It’s easy when I’m at home and listening to a Damien Rice song and staring at the garden while holding a cup of coffee, to slip into a Utopian view of the world where there are no robotic hip hop songs or Crocs or staff development meetings. It’s easier still – when the monsoon rains pour out a song so loud that you have to turn off the Damien Rice album and walk outside and stand barefoot on the rain with the hopes of recapturing something lost in childhood – to forget about the incessant buzz of a flourescent light and the frequent announcements calling students to the office when in fact there are telephones in every classroom.
And it’s even easier in the sterile glow of a florescent light to forget that my students have lives that don’t revolve around fifteen minute assignment increments and essential questions and notes on the board and problems that can be solved on paper. It’s not that I’m against the assignments. For as bad as the factory might be, it’s produced some damn good readers and writers and even a few thinkers in the process (though I suspect it’s a case of reverse psychology – with critical thinking being a side-effect of coercian) and I’m complicit in the process because ultimately I believe transformation can happy in ugly places.
So a student tells me that he wants to write about his powerful memory, but it’s not so much an event as a part of life. He tells me the story of his mom in trouble with the law and what it was like living with his grandmother and moving to Mexico for a year, working in the fields instead of learning algorithms. It was hard work, but at least you got to hold a machete. How many twelve year olds get to do that? He warns me that sometimes he gets real fidgety when he has to listen for a long time because he’s already forgotten parts of the language and more importantly he’s forgotten how to “do school” and when he says “do school” I get a little fidgety myself and wonder if the factory is at all worth it.
But then he tells me, not in person, but in his writing, that he doesn’t have any singular memory so much as a string of memories of what happens when he goes to school and when he sits in a desk it feels safe, if a little boring, and that the only adults with the time to listen have been teachers. His grandma is amazing and she cooks the best tortillas but she’s old and she’s tired and who can tell a story to someone who already knows it? But it’s the teachers in his past who listened to his story.

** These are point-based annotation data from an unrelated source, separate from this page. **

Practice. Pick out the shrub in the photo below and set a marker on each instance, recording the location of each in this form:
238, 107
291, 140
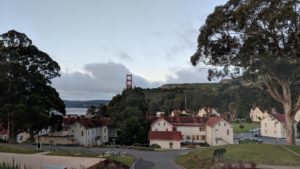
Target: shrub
138, 145
253, 165
13, 165
155, 146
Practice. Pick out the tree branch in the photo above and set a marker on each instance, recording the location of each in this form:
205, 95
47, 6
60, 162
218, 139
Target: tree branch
272, 89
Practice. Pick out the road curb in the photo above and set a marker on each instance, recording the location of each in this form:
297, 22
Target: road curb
133, 164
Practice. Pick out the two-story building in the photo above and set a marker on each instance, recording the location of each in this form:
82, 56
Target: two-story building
169, 132
90, 131
257, 115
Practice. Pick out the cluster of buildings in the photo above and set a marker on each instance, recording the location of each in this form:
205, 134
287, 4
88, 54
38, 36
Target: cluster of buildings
272, 124
204, 128
76, 130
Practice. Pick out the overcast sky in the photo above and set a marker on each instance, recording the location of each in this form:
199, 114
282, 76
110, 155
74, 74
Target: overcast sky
97, 42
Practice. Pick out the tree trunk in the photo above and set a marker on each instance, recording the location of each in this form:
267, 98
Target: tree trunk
289, 127
285, 99
289, 119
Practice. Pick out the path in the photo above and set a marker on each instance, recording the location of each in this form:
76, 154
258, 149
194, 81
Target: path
37, 161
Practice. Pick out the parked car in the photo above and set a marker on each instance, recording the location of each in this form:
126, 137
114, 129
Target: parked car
257, 139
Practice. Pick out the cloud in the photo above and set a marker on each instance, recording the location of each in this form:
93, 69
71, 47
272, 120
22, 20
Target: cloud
124, 55
190, 75
185, 40
98, 81
105, 80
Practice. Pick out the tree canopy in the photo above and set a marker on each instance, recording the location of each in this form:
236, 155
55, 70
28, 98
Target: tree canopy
27, 99
261, 40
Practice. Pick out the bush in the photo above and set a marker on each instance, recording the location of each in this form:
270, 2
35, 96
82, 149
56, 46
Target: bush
138, 145
155, 146
13, 165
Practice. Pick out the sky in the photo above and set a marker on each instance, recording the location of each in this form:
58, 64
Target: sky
97, 42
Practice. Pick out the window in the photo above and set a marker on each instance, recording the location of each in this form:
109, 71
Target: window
171, 144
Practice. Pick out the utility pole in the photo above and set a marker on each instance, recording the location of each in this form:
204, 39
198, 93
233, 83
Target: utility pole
185, 103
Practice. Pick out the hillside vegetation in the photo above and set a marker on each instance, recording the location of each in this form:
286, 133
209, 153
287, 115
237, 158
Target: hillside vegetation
259, 153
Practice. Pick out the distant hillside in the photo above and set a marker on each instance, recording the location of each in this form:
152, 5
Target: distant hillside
236, 96
83, 104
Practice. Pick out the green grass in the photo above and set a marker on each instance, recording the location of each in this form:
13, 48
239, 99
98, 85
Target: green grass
19, 150
259, 153
247, 127
73, 153
126, 160
295, 149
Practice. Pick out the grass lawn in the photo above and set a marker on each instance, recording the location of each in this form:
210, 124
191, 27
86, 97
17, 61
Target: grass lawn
60, 152
126, 160
259, 153
295, 149
14, 149
247, 127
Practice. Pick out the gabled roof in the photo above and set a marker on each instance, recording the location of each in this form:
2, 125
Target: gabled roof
182, 121
279, 117
165, 135
93, 123
3, 132
213, 121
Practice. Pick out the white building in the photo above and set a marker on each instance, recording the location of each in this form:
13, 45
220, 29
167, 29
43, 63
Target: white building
297, 116
22, 137
218, 131
4, 136
257, 115
89, 131
274, 126
167, 131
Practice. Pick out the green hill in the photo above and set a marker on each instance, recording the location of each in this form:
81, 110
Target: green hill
258, 153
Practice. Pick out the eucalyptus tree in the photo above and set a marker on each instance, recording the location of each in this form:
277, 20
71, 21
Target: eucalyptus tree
261, 40
27, 98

I will edit this paper at some point in the process. But not now. In the process of taking the “ass” out of “assessment” I’ve learned that building trust is key before I can offer constructive feedback. For now I’ll curse the universe for making me so sensitive and I’ll try and dry the tears so that they don’t smudge his voice and I’ll do well to remember that assessment is not the same as data and that there is always a human voice behind every item turned in.